Panggung narasi cawapres

Politik di era televisi lebih didominasi informasi imajiner dibanding informasi realistis.

Dedi Kurnia Syah Putra, Pusat Studi Demokrasi dan Partai Politik (PSDPP) Dosen Komunikasi Politik Universitas Telkom

Presentasi demokrasi sedang dihelat oleh penyelenggara negara, Komisi Pemilihan Umum (KPU) melalui debat calon wakil presiden (cawapres) Republik Indonesia, agar rakyat memiliki pemimpin yang tidak saja cakap bekerja, melainkan cakap berpikir. 

Gemuruh apresiasi mengemuka pascadebat yang disiarkan langsung di malam Minggu (17/3). Menarik, debat kali ini mempertemukan dua anak bangsa berbeda generasi, Kiai Ma’ruf Amin cawapres Joko Widodo dan Sandiaga Salahuddin Uno cawapres Prabowo subianto.

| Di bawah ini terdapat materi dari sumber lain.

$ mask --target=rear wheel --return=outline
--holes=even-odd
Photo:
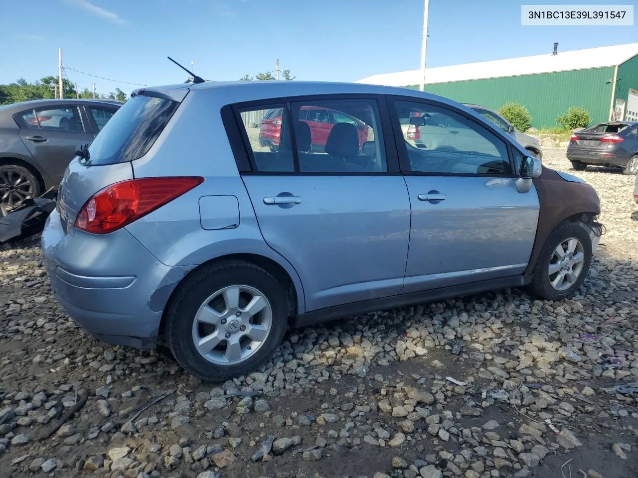
[[[265,363],[287,325],[279,282],[248,262],[205,266],[179,287],[167,316],[167,339],[177,362],[214,382],[246,375]]]
[[[635,154],[627,161],[627,165],[623,170],[623,174],[635,176],[638,174],[638,154]]]
[[[29,198],[40,196],[40,182],[31,171],[17,164],[0,166],[0,204],[9,210]]]
[[[591,240],[582,225],[559,225],[549,235],[538,256],[530,284],[532,289],[547,300],[569,296],[587,277],[591,254]]]

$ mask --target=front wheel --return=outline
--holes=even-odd
[[[628,176],[635,176],[638,174],[638,154],[634,155],[627,161],[627,165],[623,170],[623,174]]]
[[[283,337],[288,301],[277,280],[248,262],[204,266],[180,284],[167,311],[168,347],[185,369],[223,382],[267,362]]]
[[[0,194],[2,207],[15,209],[26,199],[40,196],[40,182],[26,168],[17,164],[0,166]]]
[[[591,263],[591,239],[584,226],[563,222],[547,238],[534,268],[532,290],[547,300],[560,300],[582,285]]]

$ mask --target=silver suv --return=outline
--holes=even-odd
[[[459,139],[417,148],[401,127],[443,117]],[[600,235],[590,186],[403,88],[147,88],[82,155],[42,235],[56,297],[94,337],[165,341],[215,381],[272,366],[289,326],[528,285],[567,297]]]

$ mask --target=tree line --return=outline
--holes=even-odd
[[[284,69],[281,71],[281,76],[283,76],[284,80],[290,81],[290,80],[294,80],[297,76],[293,76],[290,75],[290,70]],[[272,76],[272,71],[268,71],[265,73],[257,73],[255,75],[255,78],[249,76],[248,75],[244,75],[241,78],[239,78],[242,82],[248,82],[251,80],[275,80],[275,77]]]
[[[58,79],[57,76],[49,76],[41,78],[39,81],[29,83],[24,78],[19,78],[15,83],[0,85],[0,105],[11,105],[20,101],[31,99],[47,99],[56,98],[54,92],[57,91]],[[62,90],[65,98],[93,98],[93,92],[88,88],[80,91],[75,91],[75,85],[66,78],[62,80]],[[119,88],[115,88],[108,94],[95,94],[96,98],[102,99],[117,99],[126,101],[128,95]]]

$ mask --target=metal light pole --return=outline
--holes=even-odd
[[[429,0],[425,0],[423,8],[423,43],[421,45],[421,81],[419,89],[424,91],[426,89],[426,46],[427,43],[427,9]]]
[[[57,82],[60,88],[60,98],[63,97],[62,89],[62,48],[57,49]]]

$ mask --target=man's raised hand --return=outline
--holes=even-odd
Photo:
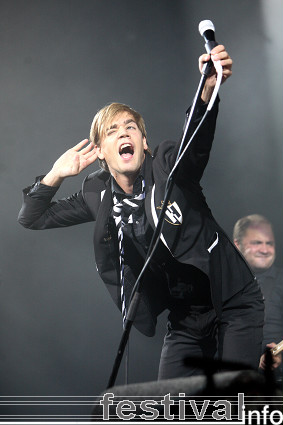
[[[78,175],[96,159],[97,151],[93,143],[88,143],[88,139],[84,139],[57,159],[41,183],[47,186],[59,186],[66,177]]]

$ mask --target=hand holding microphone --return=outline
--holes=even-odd
[[[205,39],[205,49],[207,54],[201,55],[199,58],[200,72],[207,75],[206,85],[213,88],[216,83],[216,70],[212,66],[211,59],[214,62],[220,61],[222,66],[222,81],[227,80],[232,75],[233,61],[225,50],[225,47],[215,41],[215,28],[211,21],[201,21],[199,24],[199,32]],[[217,66],[217,64],[215,64]]]

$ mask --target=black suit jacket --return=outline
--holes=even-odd
[[[199,107],[195,126],[202,117],[202,109],[202,106]],[[222,302],[244,288],[254,276],[214,220],[200,186],[209,159],[217,112],[216,104],[178,168],[161,240],[176,260],[206,273],[211,283],[212,301],[220,316]],[[163,142],[153,158],[148,154],[145,158],[145,212],[153,228],[160,214],[167,177],[178,149],[178,143]],[[55,202],[51,199],[56,189],[51,189],[49,195],[36,200],[28,195],[29,190],[24,190],[24,203],[19,214],[19,222],[27,228],[47,229],[93,220],[97,222],[93,238],[97,269],[121,309],[117,237],[110,226],[113,201],[109,173],[99,170],[90,174],[79,193]],[[159,283],[147,282],[145,285],[135,326],[146,335],[154,334],[156,316],[166,308],[161,292]]]

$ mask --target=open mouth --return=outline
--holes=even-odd
[[[123,143],[119,148],[119,155],[123,158],[131,158],[134,155],[134,148],[130,143]]]

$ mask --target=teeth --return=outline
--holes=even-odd
[[[127,148],[128,146],[131,147],[130,143],[124,143],[123,145],[120,146],[120,150],[121,149],[124,149],[124,148]]]

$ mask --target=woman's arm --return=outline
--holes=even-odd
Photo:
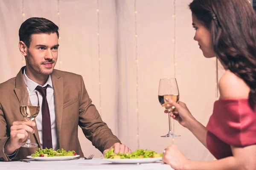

Debat sejatinya menjadi ruang tarung untuk meraup kebenaran sebesar-besarnya, sebagaimana keyakinan Socrates (469-399 sm), bahwa debat tidak dilakukan selain untuk pembuktian sebuah kebenaran.

Lalu, apakah ada yang hendak dibuktikan oleh kedua cawapres di atas? Tentu saja ada, setidaknya kebenaran bahwa kedua cawapres tersebut merupakan tokoh yang layak dipilih.

Dalam debat cawapres kali ini, kebenaran yang hendak dikemukakan oleh kedua cawapres adalah soal peneguhan ketokohan. Ma’ruf Amin membangun dirinya dengan identitas religiusitas, sehingga diksi yang dominan dari setiap statemennya adalah diksi islami.